И, сдернув с себя золотом вышитый жупан, швыряет оземь, прямо в пыль, прямо в грязюку: «вот тебе, жизнюшка, мой подарочек напоследок!»
Ой, танцую до упаду на истрепанном шляху!..Да как пошел выплясывать, только пыль столбом!
— Рви подметки, Андрию! Дай лыха закаблукам!
— А и дам, пановэ!
Народ потеснился, освобождая место для танцора, кое-кто и сам пристукивает, посвистывает. А Ярчук топочет ногами, словно вознамерился вбить коштовный жупан (уже не голубой, куда там!..) в саму сыру землю-матушку.
Ой, танцую, рассыпаю гопака!..Продолжая выплясывать, он обводит толпу потяжелевшим взглядом.
«Сейчас вы славословите меня и поднимаете чарки в мою честь. Вспомнит ли обо мне хоть один из вас завтра? А послезавтра? Неделю спустя? Месяц? Год?
Правильно.
Нечего обо мне, старом дурне, вспоминать. Жаль, Гнат этого не понимает. Жаль…»
А люди смеются, подмигивают ему, увлеченно жуют гостинцы с возов…

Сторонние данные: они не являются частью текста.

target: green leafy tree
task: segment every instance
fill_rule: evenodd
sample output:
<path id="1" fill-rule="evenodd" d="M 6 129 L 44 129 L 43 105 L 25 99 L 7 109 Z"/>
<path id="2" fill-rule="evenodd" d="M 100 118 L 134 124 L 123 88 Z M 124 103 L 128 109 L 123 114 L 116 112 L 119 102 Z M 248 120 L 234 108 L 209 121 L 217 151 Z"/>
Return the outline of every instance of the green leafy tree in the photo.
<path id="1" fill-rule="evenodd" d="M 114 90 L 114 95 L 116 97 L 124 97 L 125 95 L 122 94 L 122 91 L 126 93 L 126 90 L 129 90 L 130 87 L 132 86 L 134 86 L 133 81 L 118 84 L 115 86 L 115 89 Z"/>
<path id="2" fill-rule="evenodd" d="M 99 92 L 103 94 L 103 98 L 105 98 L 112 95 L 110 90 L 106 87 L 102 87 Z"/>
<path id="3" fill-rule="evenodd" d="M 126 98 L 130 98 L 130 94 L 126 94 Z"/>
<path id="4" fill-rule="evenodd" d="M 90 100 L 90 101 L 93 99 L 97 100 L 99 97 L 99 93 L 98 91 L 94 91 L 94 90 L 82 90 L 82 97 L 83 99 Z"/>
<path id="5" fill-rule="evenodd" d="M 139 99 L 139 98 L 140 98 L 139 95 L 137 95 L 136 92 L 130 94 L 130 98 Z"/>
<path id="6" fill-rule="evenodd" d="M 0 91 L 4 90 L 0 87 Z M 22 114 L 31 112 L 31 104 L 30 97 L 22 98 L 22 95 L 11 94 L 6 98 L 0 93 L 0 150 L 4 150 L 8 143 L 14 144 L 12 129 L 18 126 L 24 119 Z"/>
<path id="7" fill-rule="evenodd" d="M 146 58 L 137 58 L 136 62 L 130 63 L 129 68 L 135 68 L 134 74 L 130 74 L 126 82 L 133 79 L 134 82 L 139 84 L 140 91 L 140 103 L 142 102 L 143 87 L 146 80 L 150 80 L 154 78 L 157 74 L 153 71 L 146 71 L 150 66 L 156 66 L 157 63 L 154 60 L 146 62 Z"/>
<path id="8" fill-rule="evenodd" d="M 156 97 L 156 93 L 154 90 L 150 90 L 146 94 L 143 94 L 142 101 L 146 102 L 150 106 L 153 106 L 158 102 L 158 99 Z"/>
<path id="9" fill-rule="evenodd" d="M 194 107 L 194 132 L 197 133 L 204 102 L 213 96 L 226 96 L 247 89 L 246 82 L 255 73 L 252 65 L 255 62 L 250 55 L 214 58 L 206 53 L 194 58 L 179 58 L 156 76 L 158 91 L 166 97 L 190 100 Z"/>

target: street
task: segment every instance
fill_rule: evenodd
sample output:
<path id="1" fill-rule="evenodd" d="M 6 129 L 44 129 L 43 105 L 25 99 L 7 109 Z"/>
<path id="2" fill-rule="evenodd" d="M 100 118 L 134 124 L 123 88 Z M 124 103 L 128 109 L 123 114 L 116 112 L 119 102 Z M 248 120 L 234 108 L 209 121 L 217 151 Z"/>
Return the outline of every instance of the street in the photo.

И только двое без улыбки глядят на танцующего Ярчука. Гнат рассеянно теребит гриву своего коня, не спуская глаз со старого характерника. Да иногда мельком взглядывает на одного человека в толпе… Человек же этот, неприметный и безобидный с виду, — просто смотрит, смотрит и выжидает. Когда же, мол, наконец нагуляешься ты, козаче? И зачем все это юродство: горшки побил, жупан вон топчешь… Добрый, между прочим, жупан, его продай — скольких бы детишек голодных накормил? А ты топчешь… Ладно, топчи, рви чоботами, твое право. Что, перестал, притомился, старик? Так пойди, отдохни — тебя уже заждались твои будущие новые братья. Попрощайся со старыми — и к воротам. А на меня внимания не обращай. Я подожду — и зайду попозже, когда не так занят будешь.
Обязательно зайду.
…поклонился
Подошел к высоченным створкам, постучал. Звук получился гулкий, как будто мертвец из могилы на волю просится.
— Кто такой? — спросили по ту сторону.
— Запорожец Андрий Ярчук!
— Чего ради?
— Спасаться!
После долгой паузы что-то упало за воротами, кто-то ойкнул и тихо зашипел от боли; потом наконец отворили. Чернец, скособочившись и стараясь не наступать на правую, только что ушибленную ногу, жестом пригласил Андрия входить.
«Спасаться!..»
Когда ворота захлопнулись, Ярчук снял черес — пояс с червонцами — и вручил чернецу. Раньше в этом поясе Андрий носил патроны с пулями и порохом — теперь же набил его монетами, аж швы трещали. Таков обычай; да и все равно теперь Андрию черес не пригодится.
Чернец, прихрамывая, повел Андрия через яблоневый сад к старому шпиталю, где запорожцу надлежало провести первые дни, покуда исповедуется и очистится. Шпиталь был построен на кошт сичовиков и предназначен в первую очередь для раненых и увечных запорожцев, которых отправляли сюда подлечиться.
Впрочем, как раз сейчас он почти пустовал. Андрию выделили небольшую комнатку, где он мог наконец-то побыть один. Скинув дорогое платье и переоблачившись в принесенную с собою в мешке повседневную одежду, Ярчук уселся на кровати и закурил люльку.
— Эй! — кашлянули за стеной — и тут же гепнули в нее чем-то увесистым, не иначе кузнечным молотом. — Есть кто живой?
Меньше всего Андрию хотелось сейчас кого-то видеть, и он промолчал.
Молот снова ухнул в стену:
— Та не молчи, я ж знаю, что ты там. Ну не в настроении разговаривать, так и бес с тобою. Только табачком поделись, а то совсем плохо без него, а клятые монахи запрещают — говорят, мол, вредно мне. Ну, ты слышал, чтоб когда козаку — да добрый табак повредил?!
Пришлось идти в гости, угощать болезного. «Еще стену мне развалит своей кувалдой, тогда вообще покоя не будет», — решил Андрий.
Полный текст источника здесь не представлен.